El Santa Teresa saca lustre a su título por excelencia, la afición

Autobús de los aficionados que viajaron el pasado domingo a Madrid. :: j. v. arnelas/
Autobús de los aficionados que viajaron el pasado domingo a Madrid. :: j. v. arnelas

Más de 200 personas arroparon al conjunto pacense y fueron el único consuelo de un equipo desolado tras la derrota

M. Gª GARRIDO BADAJOZ.

Calle Antonio Martínez Virel, sede del Santa Teresa, nueve de la noche aproximadamente. Después de una avería, un viaje interminable, un partido presenciado a medias y una derrota ante el Tacón que arranca de las manos un ascenso que parecía rojiblanco, allí estaban. Incombustibles, fieles y sin un ápice de tristeza en sus rostros. Henchida de orgullo y desbordante de pasión, la afición esbozó su mejor sonrisa y animó como si fuese en ese momento cuando se disputaba el encuentro más duro de toda la temporada. Y así era. Tocaba asumir el golpe y restablecerse.
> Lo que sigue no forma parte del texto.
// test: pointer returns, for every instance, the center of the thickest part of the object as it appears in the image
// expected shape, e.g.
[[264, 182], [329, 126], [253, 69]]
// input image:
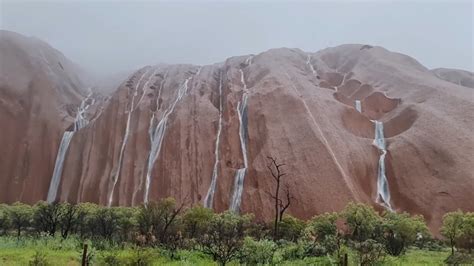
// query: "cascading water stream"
[[208, 201], [358, 106], [124, 142], [383, 192], [156, 136], [79, 122], [308, 62], [58, 166], [240, 174]]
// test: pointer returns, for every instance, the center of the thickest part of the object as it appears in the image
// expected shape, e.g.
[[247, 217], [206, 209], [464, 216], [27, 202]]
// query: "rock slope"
[[202, 134]]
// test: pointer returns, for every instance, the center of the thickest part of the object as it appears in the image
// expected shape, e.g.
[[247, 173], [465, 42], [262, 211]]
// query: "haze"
[[106, 37]]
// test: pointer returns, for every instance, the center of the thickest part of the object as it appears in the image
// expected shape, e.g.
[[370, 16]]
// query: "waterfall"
[[358, 106], [124, 141], [58, 166], [156, 137], [80, 121], [240, 174], [208, 201], [308, 62], [383, 192]]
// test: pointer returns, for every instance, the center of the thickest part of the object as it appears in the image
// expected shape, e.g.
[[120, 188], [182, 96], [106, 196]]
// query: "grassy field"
[[57, 252]]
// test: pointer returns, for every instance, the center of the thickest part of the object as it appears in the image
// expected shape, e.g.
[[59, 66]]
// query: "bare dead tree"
[[281, 205]]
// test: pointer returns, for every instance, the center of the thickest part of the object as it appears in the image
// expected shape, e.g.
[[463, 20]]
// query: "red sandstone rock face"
[[300, 111], [456, 76], [39, 92]]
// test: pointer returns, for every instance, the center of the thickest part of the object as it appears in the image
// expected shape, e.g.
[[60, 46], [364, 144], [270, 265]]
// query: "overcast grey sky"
[[107, 37]]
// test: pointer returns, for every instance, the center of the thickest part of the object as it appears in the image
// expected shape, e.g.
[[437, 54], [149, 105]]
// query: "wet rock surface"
[[300, 109]]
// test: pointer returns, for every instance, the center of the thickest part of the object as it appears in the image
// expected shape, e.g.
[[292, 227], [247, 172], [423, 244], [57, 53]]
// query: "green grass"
[[68, 252], [419, 257]]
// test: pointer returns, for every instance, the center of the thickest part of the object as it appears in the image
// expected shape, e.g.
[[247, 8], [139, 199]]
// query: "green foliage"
[[290, 228], [321, 226], [141, 257], [460, 259], [39, 259], [224, 236], [159, 219], [257, 252], [362, 221], [20, 216], [196, 220], [401, 230], [369, 252], [109, 258], [46, 216], [322, 235], [4, 219], [452, 228], [169, 234]]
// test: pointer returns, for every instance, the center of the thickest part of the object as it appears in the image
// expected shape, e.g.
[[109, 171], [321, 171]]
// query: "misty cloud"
[[106, 37]]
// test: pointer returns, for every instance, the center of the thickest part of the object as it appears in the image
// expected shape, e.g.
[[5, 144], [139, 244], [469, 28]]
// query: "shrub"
[[141, 257], [224, 236], [452, 228], [257, 252], [39, 259], [362, 221], [459, 258], [290, 228], [369, 252], [401, 230]]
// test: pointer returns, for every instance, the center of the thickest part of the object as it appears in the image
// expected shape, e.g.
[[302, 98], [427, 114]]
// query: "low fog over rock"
[[354, 122]]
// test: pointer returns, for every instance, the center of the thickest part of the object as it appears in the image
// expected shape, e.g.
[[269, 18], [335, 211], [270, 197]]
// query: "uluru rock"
[[203, 133]]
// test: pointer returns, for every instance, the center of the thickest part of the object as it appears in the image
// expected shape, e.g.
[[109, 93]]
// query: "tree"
[[369, 252], [290, 228], [322, 230], [85, 219], [224, 236], [281, 206], [401, 230], [4, 218], [68, 219], [362, 221], [47, 216], [195, 220], [257, 252], [158, 217], [126, 221], [467, 239], [452, 228], [20, 216]]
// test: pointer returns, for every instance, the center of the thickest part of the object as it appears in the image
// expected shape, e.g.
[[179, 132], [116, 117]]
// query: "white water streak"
[[124, 142], [58, 166], [346, 178], [145, 87], [157, 136], [80, 121], [383, 192], [308, 62], [240, 174], [208, 201], [358, 106]]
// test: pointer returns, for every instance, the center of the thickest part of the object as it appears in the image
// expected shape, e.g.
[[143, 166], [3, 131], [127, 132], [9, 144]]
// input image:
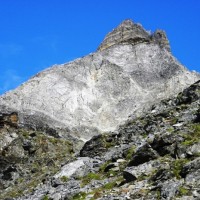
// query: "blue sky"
[[36, 34]]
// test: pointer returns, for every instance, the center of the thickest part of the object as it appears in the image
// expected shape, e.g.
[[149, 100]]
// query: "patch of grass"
[[103, 166], [192, 137], [130, 152], [45, 197], [177, 166], [64, 178], [109, 186], [183, 191], [79, 196], [91, 176]]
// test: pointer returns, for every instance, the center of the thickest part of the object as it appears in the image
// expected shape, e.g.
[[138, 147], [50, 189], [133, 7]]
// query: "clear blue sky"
[[36, 34]]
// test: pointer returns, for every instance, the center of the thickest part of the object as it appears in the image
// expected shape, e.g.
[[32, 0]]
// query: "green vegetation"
[[177, 166], [193, 137], [130, 152], [64, 178], [45, 197], [79, 196], [109, 186], [183, 191], [91, 176]]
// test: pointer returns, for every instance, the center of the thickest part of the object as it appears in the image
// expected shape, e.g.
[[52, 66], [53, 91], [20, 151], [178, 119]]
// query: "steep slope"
[[155, 156], [130, 71]]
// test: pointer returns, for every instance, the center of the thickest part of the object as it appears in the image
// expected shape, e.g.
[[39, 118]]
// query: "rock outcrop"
[[131, 70], [150, 148], [154, 156]]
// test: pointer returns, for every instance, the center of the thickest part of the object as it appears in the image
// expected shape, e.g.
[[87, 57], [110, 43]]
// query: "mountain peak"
[[129, 32]]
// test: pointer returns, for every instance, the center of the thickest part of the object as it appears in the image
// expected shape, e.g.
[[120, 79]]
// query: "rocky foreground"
[[131, 70], [155, 156]]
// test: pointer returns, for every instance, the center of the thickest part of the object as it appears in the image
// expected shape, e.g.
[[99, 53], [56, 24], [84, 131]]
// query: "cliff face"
[[131, 70], [151, 146]]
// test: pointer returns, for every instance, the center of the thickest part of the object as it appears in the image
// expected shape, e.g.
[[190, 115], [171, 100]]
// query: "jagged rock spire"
[[127, 31], [130, 33]]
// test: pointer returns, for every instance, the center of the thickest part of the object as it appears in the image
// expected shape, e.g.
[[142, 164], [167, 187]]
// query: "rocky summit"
[[121, 123], [131, 70]]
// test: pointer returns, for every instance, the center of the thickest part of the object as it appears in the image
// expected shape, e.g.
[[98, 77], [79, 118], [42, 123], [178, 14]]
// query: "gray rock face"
[[130, 71]]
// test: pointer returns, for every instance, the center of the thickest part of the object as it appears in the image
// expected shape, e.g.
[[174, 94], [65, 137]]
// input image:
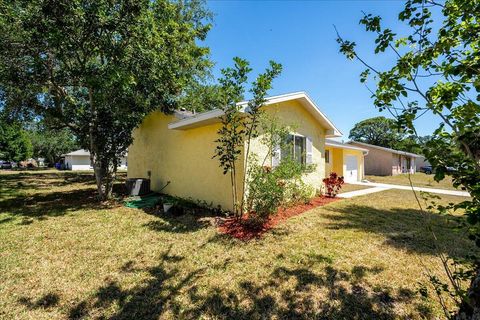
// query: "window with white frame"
[[296, 147]]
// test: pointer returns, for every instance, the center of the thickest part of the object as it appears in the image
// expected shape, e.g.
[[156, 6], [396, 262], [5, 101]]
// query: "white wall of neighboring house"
[[74, 162], [82, 162]]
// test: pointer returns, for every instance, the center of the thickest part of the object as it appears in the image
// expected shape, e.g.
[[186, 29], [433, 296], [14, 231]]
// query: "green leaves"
[[99, 66], [238, 129], [15, 145]]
Brotaban lágrimas reincidentes de emoción en algunos rostros, pero el trago más amargo ya había pasado. Un pequeño exhibía con ilusión la camiseta de entrenamiento que le habían regalado desde el club por su cumpleaños. «Él no quería otra cosa, solo pidió ir a ver el partido a Madrid. Y quién le dice que no», relataba su padre. Es una de las historias urdidas con un mismo patrón y bordadas con sumo esmero. El Santa lució el título más valioso, ese que ni un bache de siete minutos infaustos ni un desencuentro con la suerte puede arrebatarle: «Simplemente gracias. Por acompañarnos en el día de hoy y haber empujado con más de 200 almas en Madrid. Por haber podido compartir esta gran temporada. Por lo que vendrá», se podía leer en el perfil de sus redes sociales.

La capitana también rendía pleitesía a los suyos. «Gracias, gracias y gracias... No hay palabras para lo que hemos vivido hoy. Afición de 10, habéis estado en las buenas y en las no tan buenas, vosotros sois de Primera. ¡Esto es una familia! Increíbles. En el fútbol se gana y se aprende, nunca se pierde. Volveremos». Eran las palabras de Estefa en su cuenta de Twitter, entregada a la hinchada, que dio una lección de deportividad y de pureza. Todo ello después de más de 15 horas de aventura, donde ni siquiera el cansancio pudo desmontar de su caballo al guerrero más pertinaz y diestro del Santa. Megáfono en mano, los cánticos fueron incesantes, las voces resistieron hasta el último suspiro de un día que no es el colofón de una historia, sino la continuación de un proyecto.

¿Y ahora qué? Confeccionar el equipo tras el ascenso porque, sí, hace unos meses el conjunto pacense logró subir de categoría. Concretamente a la Primera B. Dos grupos de 16 con los cuatro mejores equipos de cada grupo y los cuatro mejores quintos. La categoría de plata aumenta su potencial y competitividad y llegar a la Liga Iberdrola será un proceso duro. Ascenderán el primero del grupo norte y el del sur, mientras que los segundos y terceros se enfrentarán en dos semifinales. El ganador de esa serie se medirá al antepenúltimo de Primera para determinar la plaza restante.

Y las primeras incógnitas. ¿Seguirá Juan Carlos Antúnez en el banquillo? El técnico del Santa sorprendió anunciando que si el equipo ascendía anunciaba que se marchaba, pero «después de esto soy el primero que levanta la mano y si el club quiere me quedaré». Otra de las dudas es si Estefa volverá a abanderar el proyecto para tratar de retornar a la élite.